Electronic health record (EHR) systems serve as the main healthcare documentation platform where supplement use information is documented. However, in some cases, structured data may not capture complete information about disease treatment, supplement use, etc4. A large amount of information about supplement use is embedded in clinical notes and can be further leveraged for clinical research and knowledge discovery. For example, a supplement may be mentioned in a context that indicates stopping its use, or in a context in which the use of the supplement is only being considered or discussed. In order to support clinical research on supplement safety, it is important to extract the information of supplement use, such as the history (e.g., past use) and current status (e.g., active or discontinued).

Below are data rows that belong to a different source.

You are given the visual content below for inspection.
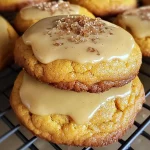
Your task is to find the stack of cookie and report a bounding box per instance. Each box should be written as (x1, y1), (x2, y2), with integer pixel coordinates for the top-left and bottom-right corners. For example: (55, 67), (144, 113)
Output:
(10, 16), (145, 146)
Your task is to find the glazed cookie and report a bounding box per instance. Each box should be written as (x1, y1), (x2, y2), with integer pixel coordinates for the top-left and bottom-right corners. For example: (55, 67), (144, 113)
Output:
(116, 6), (150, 57)
(143, 0), (150, 5)
(15, 1), (94, 32)
(0, 16), (18, 70)
(0, 0), (48, 11)
(15, 16), (141, 93)
(69, 0), (137, 17)
(10, 72), (145, 147)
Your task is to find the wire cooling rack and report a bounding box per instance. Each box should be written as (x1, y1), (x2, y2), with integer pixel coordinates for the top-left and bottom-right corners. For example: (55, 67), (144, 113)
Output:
(0, 58), (150, 150)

Methods to identify medication use status from clinical notes have been investigated in previous studies5,6. In two of these studies, rule-based and machine learning algorithms (e.g., Support Vector Machine (SVM), Maximum Entropy (ME)) along with indication features were used to detect medication status from free text5,6. Another study relied on keywords to establish supplement use without further analysis of the supplement status7. To the best of our knowledge, classification of supplement usage status in clinical notes through text mining methods has not been extensively investigated.

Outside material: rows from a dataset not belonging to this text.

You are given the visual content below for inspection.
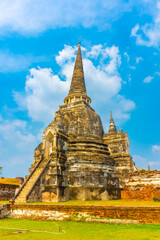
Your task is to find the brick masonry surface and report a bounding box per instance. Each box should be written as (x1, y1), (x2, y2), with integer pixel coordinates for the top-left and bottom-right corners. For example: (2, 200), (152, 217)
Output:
(10, 204), (160, 224)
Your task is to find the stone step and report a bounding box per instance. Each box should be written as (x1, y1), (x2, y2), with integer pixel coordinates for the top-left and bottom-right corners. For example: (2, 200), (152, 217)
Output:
(16, 159), (48, 202)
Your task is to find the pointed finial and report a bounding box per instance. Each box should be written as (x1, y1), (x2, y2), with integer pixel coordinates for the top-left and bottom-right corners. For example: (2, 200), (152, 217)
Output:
(64, 42), (91, 103)
(110, 111), (114, 123)
(109, 111), (117, 133)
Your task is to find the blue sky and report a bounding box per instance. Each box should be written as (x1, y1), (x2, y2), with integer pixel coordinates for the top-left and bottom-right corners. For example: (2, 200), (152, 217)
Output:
(0, 0), (160, 177)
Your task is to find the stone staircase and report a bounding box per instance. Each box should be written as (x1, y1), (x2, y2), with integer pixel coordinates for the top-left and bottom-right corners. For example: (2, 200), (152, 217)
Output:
(14, 156), (50, 202)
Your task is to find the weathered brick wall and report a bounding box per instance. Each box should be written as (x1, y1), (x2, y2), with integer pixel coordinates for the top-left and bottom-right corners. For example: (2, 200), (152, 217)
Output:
(121, 185), (160, 201)
(0, 204), (10, 219)
(0, 184), (19, 201)
(10, 204), (160, 224)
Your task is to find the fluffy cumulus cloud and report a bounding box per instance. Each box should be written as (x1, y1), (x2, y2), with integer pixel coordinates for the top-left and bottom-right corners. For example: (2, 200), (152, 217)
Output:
(143, 76), (153, 83)
(149, 145), (160, 169)
(0, 50), (45, 73)
(14, 45), (135, 126)
(152, 145), (160, 153)
(0, 0), (132, 34)
(131, 1), (160, 47)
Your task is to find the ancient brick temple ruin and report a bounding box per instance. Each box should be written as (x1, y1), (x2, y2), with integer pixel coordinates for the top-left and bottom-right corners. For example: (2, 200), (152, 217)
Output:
(14, 43), (135, 202)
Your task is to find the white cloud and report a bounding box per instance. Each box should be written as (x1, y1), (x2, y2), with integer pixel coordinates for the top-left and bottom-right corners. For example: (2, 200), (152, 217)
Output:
(149, 161), (160, 169)
(131, 1), (160, 47)
(124, 52), (130, 63)
(136, 57), (143, 64)
(0, 119), (39, 177)
(0, 0), (131, 35)
(87, 44), (102, 58)
(14, 43), (135, 128)
(143, 76), (153, 83)
(0, 50), (44, 73)
(152, 145), (160, 152)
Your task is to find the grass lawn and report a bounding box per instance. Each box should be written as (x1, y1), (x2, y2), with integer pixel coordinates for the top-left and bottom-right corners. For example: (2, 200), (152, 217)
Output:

The objective of this study was to examine the performance of several text mining techniques for automatic categorization of the status context in which supplements are found in unstructured text of clinical notes.

Materials and Methods

In this study, we used several text mining methods to automatically classify the status of supplement mentions in clinical notes into four categories (Continuing, Discontinued, Started, and Unclassified). In this study, we focused on 25 most popular supplements available in US pharmacies, which include alfalfa, echinacea, fish oil, garlic, ginger, ginkgo, ginseng, melatonin, St John’s Wort, Vitamin E, bilberry, biotin, black cohosh, coenzyme Q10, cranberry, dandelion, flax seed, folic acid, glucosamine, glutamine, kava, lecithin, milk thistle, saw palmetto, and turmeric. Seven types of feature sets were trained using 5 classification algorithms on the 1,000 sentences containing 10 supplements. To ensure the validity of our method, we tested the most optimal model on 300 sentences containing another 15 supplements.

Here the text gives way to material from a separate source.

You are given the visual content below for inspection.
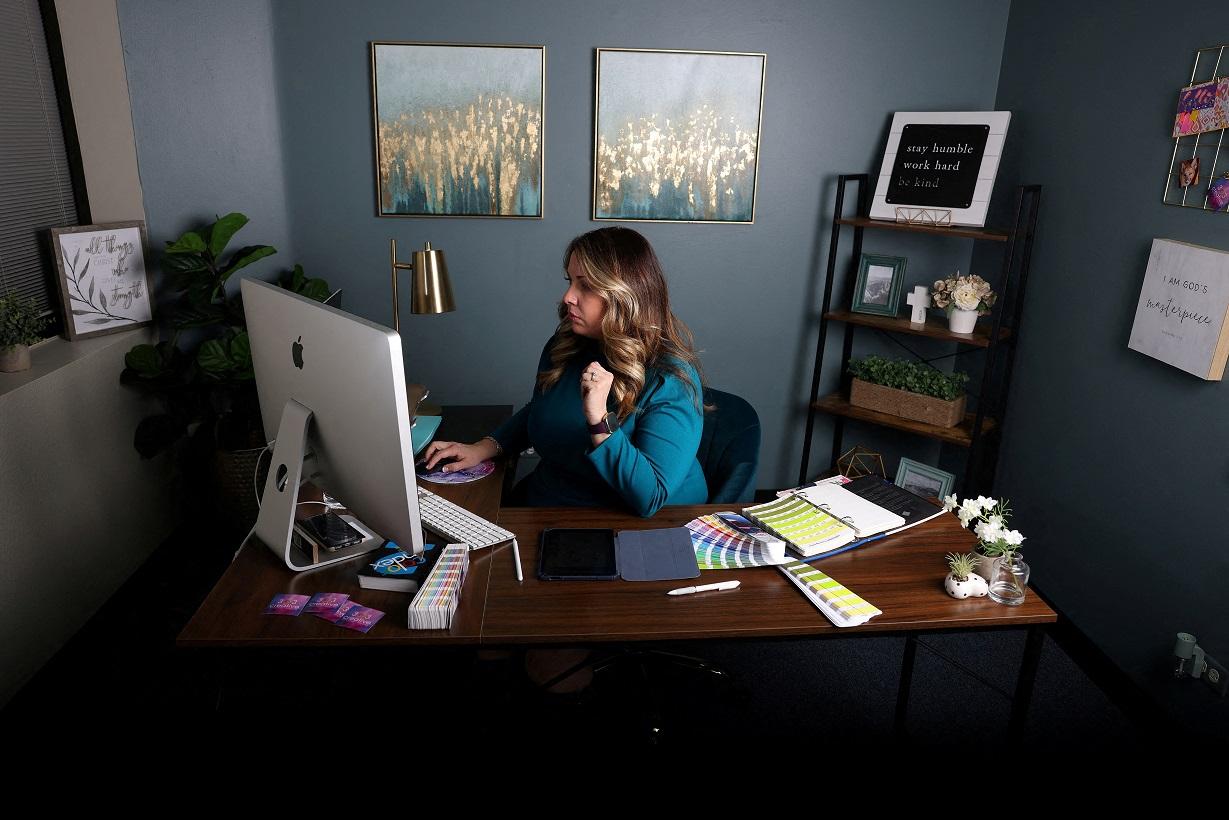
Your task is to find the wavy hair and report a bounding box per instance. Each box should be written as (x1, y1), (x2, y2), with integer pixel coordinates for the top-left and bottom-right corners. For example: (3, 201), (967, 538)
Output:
(538, 227), (703, 420)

Data Collection and Gold Standard

To collect notes containing the above-mentioned 25 supplements, we first searched for the notes using the supplement names and their corresponding variations (Table 1). Disease related supplement mentions were filtered out, such as “Vitamin E deficiency” or “Vitamin E level in the blood”. To build up the expert-curated gold standard, we randomly selected 1,300 sentences containing 25 most commonly consumed supplements (Table 1) complied from 75,000 clinical notes retrieved from the University of Minnesota’s Clinical Data Repository (CDR).

Table 1:

Supplement name and lexical variations.

Supplement Lexical variations
alfalfa alfalfa
echinacea echinacea
fish oil fish oil
garlic garlic
ginger ginger
ginkgo ginkgo, ginko, gingko, ginkoba
ginseng ginseng
melatonin melatonin
St John’s Wort St. John’s Wort, St. Johns Wort, St. John Wort,
St John’s Wort, St Johns Wort, St John Wort
Vitamin E Vitamin E, Vit E
bilberry bilberry
biotin biotin
black cohosh black cohosh
Coenzyme Q10 Coenzyme Q 10, Coenzyme Q-10, CoQ10
cranberry cranberry
dandelion dandelion
flax seed flax seed, flaxseed
folic acid folic acid
glucosamine glucosamine
glutamine glutamine
kava kava
lecithin lecithin
milk thistle milk thistle
saw palmetto saw palmetto
turmeric turmeric

In order to generate a reference standard, a total of 1,300 sentences were independently annotated by two annotators. Firstly, we randomly selected 100 sentences to build the annotation guidelines. Disagreements were resolved with discussion to reach consensus. We evaluated inter-rater agreement based on these 100 sentences using Cohen’s kappa and percentage agreement. The remaining 1,200 sentences were equally split into two parts, which were independently classified by two annotators. For each supplement mention, the annotator assigned it to one of the four classes according to the contextual information: Continuing (C), Discontinued (D), Started (S), and Unclassified (U). Specifically, status C indicates that there is evidence showing the patients continue on the current supplements (e.g., “Decrease fish oil to 1 tablet daily”). Status D indicates the discontinuation of supplements for certain reasons like the allergic reaction, ineffectiveness or potential adverse interactions with prescribed medications (e.g., “Stopped taking her garlic tablets a week ago”). Status S refers to the initiation of new supplements or restarting supplements (e.g., “Begin melatonin 10mg 1 hour before bedtime”). Status U is associated with mentions of supplements that do not offer ample information about the use status, such as recommendation or patient’s education (e.g., “Recommended cranberry pills”).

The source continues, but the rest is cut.